Oklahoma basketball: Numbers that matter from humbling at West Virginia
By Chip Rouse
West Virginia turned 17 Oklahoma basketball turnovers into 21 points, scored 10 points off of transition and got 30 points off the bench on Saturday night in a Big 12 battle of top-10 teams.
That’s all you really have to know to understand how Oklahoma fell 89-76 to the No. 6-ranked Mountaineers on the road at West Virginia.
Sooner super freshman Trae Young managed to reach his 29-point scoring average, but it wasn’t particularly pretty or easy. The nation’s scoring leader took three times as many shots as any other teammate. That’s not necessarily uncommon or unwarranted, but the fact that just 36 percent of his shots went in the basket was uncharacteristic and largely the result of having a couple of West Virginia defenders around him all night long.
Young earned 10 of his game-high 29 points at the free-throw line. He shot just 8 of 22 from the floor and was 3 for 12 from long range. The former five-star recruit from Norman North High School is the nation leader in assists, but on Saturday night he committed more turnovers (8) than dimes (5), five fewer than the 10.6 he had averaged through OU’s first 13 games.
Young has shown that he is good for 25-30 points every game, but the problem is, for the Sooners to be able to win games in a conference as deep and competitive as what exists in the Big 12 this season, he’s going to have to get complementary scoring from his teammates.
On Saturday at West Virginia, freshman Brady Manek, who had scored at least 20 points in three of his previous five games, was held scoreless. In the Sooners’ 109-89 blowout Bedlam win over Oklahoma State, the 6-foot, 9-inch Sooner first-year player scored a game-high 28. Christian James, OU’s second leading scorer was held to seven points, five points below his season average.
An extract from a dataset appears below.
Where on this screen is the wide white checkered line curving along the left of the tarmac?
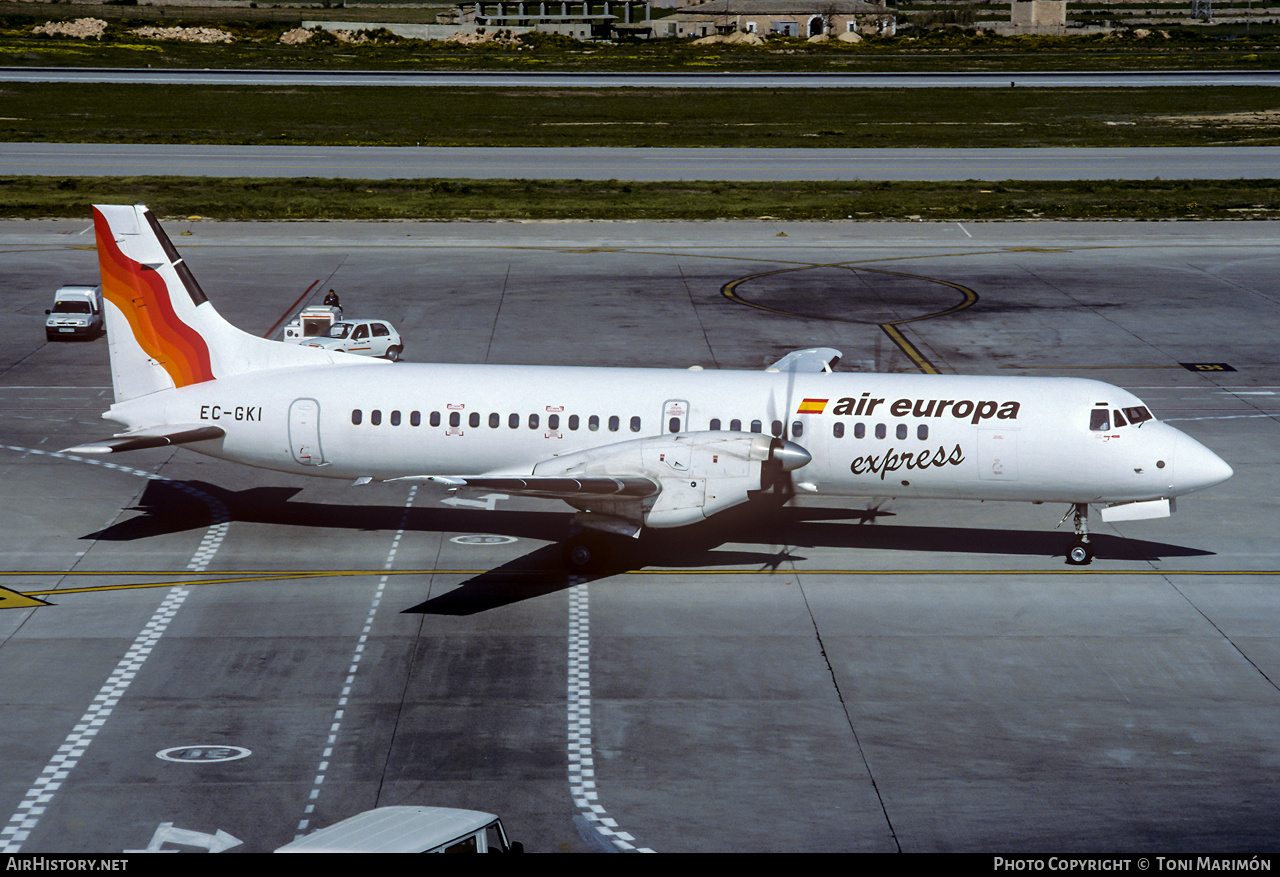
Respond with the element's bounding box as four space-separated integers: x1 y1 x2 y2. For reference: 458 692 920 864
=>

The Sooners did not play their best game by far at West Virginia, but the Mountaineers full-court, 40-minute pressure on the ball had much to do with that. Plus winning on the road in the Big 12 is extremely difficult.
Here are some other numbers that matter from Oklahoma’s second loss of the season to go with a dozen wins:
2 – Field goals made by Trae Young over the final 14 minutes of the game.
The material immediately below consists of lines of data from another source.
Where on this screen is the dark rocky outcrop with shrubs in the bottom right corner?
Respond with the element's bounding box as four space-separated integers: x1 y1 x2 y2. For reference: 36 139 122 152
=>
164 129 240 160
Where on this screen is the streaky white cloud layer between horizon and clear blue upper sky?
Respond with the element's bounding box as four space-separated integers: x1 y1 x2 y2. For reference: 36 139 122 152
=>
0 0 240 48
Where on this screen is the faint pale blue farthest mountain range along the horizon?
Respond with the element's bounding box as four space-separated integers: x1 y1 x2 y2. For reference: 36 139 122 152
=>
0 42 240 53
4 – Oklahoma largest lead in the game. It came in the opening two minutes of the game.
8 – In addition to eight steals, West Virginia blocked eight Sooner shots.
10 – West Virginia’s Teddy Allen scored 10 of his team-high 20 points in the final 12 minutes of the game. He scored all 20 points in just 24 minutes of action.
14 – Consecutive wins by West Virginia since losing their first game of the season. The Mountaineers win on Saturday snapped a 10-game Oklahoma winning streak.
18-6 – Second-half run by West Virginia with their leading scorer and ball defender Jevon Carter on the bench with four fouls for a good stretch of the second half.
21-9 – Points off of turnovers by which West Virginia outscored the Sooners.
53-51 – Oklahoma’s lead at the 13:30 mark in the second half. That was the last time the Sooners would lead in the game.